We hope that the CIVICUS Monitor will help to raise the profile of this crisis facing civil society – most importantly by placing the voices of local civil society at the centre of our analysis.
The CIVICUS Monitor could be a powerful weapon in the fight back against closing civic space. It provides verified information on civic space developments, and is aimed at the public, civil society organisations, the media, academics, governments and international organisations.
The colour-coded civic space ratings reflect the spectrum of respect for fundamental freedoms around the world.
Ratings are generated by combining several sources of data on civic space.
Once initial ratings are assigned, the CIVICUS Monitor closely tracks developments in each country over time, such that ratings will change directly in response to events on the ground.
We have also developed a system to provide regular narrative updates from our research partners. We will tell the daily stories of civic space – the physical attacks on activists, protests disrupted, journalists killed – for country after country, based on updates from civil society organisations all over the world.
We also tell the good stories, when we can find them.
Of course, generating relevant and credible information is just the first step and we are excited about the many potential uses there are for data provided on the CIVICUS Monitor. For a long time, civil society has been asked by decision makers to produce concrete evidence of the global threat to civic space. We hope that this robust methodology now enables us bring such evidence to the policy table so that real change can happen.

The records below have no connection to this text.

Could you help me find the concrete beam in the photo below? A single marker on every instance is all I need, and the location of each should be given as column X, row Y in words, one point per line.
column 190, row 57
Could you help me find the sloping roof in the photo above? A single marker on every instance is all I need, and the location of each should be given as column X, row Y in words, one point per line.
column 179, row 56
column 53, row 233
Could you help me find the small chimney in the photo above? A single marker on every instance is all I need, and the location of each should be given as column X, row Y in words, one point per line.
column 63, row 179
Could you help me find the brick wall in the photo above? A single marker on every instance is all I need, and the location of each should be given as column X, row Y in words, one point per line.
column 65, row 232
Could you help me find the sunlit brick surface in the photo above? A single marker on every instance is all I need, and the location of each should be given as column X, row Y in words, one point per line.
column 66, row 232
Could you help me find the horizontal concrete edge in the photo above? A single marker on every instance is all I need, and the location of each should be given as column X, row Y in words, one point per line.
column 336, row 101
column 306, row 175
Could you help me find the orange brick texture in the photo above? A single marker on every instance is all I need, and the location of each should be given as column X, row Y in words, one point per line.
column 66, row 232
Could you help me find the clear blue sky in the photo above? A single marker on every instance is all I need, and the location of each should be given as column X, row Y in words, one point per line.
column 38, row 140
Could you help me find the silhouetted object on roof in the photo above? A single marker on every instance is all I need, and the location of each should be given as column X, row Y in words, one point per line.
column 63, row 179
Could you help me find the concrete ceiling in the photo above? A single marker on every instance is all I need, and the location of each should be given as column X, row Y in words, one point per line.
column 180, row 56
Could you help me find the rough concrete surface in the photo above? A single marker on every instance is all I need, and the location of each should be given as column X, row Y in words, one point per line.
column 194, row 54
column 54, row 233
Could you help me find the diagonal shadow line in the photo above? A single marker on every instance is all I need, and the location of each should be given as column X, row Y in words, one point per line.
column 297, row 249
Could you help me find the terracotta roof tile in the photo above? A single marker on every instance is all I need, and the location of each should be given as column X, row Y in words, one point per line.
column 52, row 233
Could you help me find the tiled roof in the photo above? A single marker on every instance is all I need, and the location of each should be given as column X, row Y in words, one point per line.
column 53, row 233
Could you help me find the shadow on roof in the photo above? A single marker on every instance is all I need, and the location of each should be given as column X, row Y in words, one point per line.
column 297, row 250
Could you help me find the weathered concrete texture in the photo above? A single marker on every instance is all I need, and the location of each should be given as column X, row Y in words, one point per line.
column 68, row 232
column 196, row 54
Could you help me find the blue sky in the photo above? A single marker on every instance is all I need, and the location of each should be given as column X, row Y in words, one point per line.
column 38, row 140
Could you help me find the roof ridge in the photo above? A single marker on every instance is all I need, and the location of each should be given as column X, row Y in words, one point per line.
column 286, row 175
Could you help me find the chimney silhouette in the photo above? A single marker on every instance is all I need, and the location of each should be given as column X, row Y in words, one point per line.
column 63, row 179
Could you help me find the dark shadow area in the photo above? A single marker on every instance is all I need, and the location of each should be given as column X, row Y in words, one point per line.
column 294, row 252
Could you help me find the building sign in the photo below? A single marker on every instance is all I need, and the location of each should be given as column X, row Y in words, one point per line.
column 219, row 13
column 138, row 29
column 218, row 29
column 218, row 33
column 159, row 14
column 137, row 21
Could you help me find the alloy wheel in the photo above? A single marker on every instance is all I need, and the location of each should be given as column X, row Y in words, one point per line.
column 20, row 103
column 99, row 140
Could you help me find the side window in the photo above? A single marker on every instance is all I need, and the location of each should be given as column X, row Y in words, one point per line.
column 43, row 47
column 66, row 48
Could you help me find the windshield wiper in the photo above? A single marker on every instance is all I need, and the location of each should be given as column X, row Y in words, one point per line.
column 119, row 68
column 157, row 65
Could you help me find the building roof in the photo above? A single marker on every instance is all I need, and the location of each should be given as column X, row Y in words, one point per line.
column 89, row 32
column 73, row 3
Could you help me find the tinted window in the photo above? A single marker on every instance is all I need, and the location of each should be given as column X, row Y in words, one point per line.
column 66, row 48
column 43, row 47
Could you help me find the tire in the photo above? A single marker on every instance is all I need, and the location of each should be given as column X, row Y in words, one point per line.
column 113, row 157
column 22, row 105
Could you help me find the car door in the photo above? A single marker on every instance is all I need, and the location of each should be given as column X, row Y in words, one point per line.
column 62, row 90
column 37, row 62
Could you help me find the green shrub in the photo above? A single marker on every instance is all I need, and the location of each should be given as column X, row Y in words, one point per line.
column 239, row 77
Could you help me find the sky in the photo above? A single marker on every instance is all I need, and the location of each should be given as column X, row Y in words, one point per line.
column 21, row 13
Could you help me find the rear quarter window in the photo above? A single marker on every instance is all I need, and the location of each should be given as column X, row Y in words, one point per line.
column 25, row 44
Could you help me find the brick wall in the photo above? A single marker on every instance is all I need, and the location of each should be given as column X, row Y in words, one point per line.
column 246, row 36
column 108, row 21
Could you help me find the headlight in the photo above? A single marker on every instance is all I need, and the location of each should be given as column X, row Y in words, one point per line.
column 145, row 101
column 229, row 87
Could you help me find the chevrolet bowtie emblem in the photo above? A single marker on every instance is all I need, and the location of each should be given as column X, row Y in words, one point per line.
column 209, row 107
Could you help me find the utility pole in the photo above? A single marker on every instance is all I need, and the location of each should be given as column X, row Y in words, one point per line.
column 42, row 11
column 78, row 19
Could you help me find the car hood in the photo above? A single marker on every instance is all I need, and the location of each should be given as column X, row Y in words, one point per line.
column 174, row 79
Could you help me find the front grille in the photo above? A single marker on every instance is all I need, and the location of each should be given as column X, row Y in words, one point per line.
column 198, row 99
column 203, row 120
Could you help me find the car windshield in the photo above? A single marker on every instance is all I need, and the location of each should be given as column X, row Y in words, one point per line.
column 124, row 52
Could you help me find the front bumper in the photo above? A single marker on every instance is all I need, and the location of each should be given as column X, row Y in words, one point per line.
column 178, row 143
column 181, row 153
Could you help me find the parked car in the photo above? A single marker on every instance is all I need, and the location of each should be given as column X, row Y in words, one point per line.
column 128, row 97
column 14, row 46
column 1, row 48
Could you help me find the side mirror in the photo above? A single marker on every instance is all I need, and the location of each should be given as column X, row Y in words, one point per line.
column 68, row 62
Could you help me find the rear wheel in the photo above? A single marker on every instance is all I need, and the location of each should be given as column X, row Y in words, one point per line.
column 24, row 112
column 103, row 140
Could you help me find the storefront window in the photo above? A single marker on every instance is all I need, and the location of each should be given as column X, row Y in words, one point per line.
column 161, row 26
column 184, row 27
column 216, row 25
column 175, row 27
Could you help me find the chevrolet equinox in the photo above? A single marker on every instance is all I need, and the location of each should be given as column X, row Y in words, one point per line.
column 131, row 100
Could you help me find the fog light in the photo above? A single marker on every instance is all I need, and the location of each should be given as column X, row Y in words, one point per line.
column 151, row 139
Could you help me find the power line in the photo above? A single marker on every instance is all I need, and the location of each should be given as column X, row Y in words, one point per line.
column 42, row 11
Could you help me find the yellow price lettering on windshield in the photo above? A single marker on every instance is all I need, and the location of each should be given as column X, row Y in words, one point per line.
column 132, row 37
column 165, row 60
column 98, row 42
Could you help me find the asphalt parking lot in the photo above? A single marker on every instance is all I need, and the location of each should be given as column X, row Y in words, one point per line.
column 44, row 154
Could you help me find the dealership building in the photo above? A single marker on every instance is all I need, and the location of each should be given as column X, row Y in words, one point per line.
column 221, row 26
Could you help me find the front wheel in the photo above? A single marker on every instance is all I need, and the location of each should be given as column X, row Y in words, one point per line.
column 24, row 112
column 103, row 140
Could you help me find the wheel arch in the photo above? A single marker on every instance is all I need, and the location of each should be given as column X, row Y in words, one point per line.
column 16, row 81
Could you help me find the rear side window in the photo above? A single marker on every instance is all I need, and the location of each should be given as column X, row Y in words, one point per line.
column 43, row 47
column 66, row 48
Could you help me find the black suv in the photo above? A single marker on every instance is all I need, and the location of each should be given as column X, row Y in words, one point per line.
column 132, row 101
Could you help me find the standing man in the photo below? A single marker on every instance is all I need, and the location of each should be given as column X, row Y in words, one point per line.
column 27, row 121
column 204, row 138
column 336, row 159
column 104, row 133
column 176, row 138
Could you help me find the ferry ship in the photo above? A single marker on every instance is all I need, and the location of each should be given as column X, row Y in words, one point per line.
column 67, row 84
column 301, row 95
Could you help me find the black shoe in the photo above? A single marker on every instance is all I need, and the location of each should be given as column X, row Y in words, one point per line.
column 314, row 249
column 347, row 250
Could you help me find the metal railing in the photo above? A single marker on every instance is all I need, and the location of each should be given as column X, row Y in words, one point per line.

It can also help to identify positive trends by describing countries or regions where civic space and the freedom to offer dissenting views remains protected despite challenges from regressive forces and trends.
The CIVICUS Monitor is still a work in progress. We know that the fight for civic space will be long and hard-fought. We know that alone, it will not cause governments, corporations and other non-state actors to stop violating citizens’ rights nor compel the international community into action.
But properly understanding the scale of the problem we face, and then telling that story, is a crucial component of the fightback. What the CIVICUS Monitor will do is provide civil society, the media and decision-makers with a reliable, updated portrayal of the reality of civic space. By so doing we can enable stronger, more concerted action to open up civic space, and challenge those that seek to close it.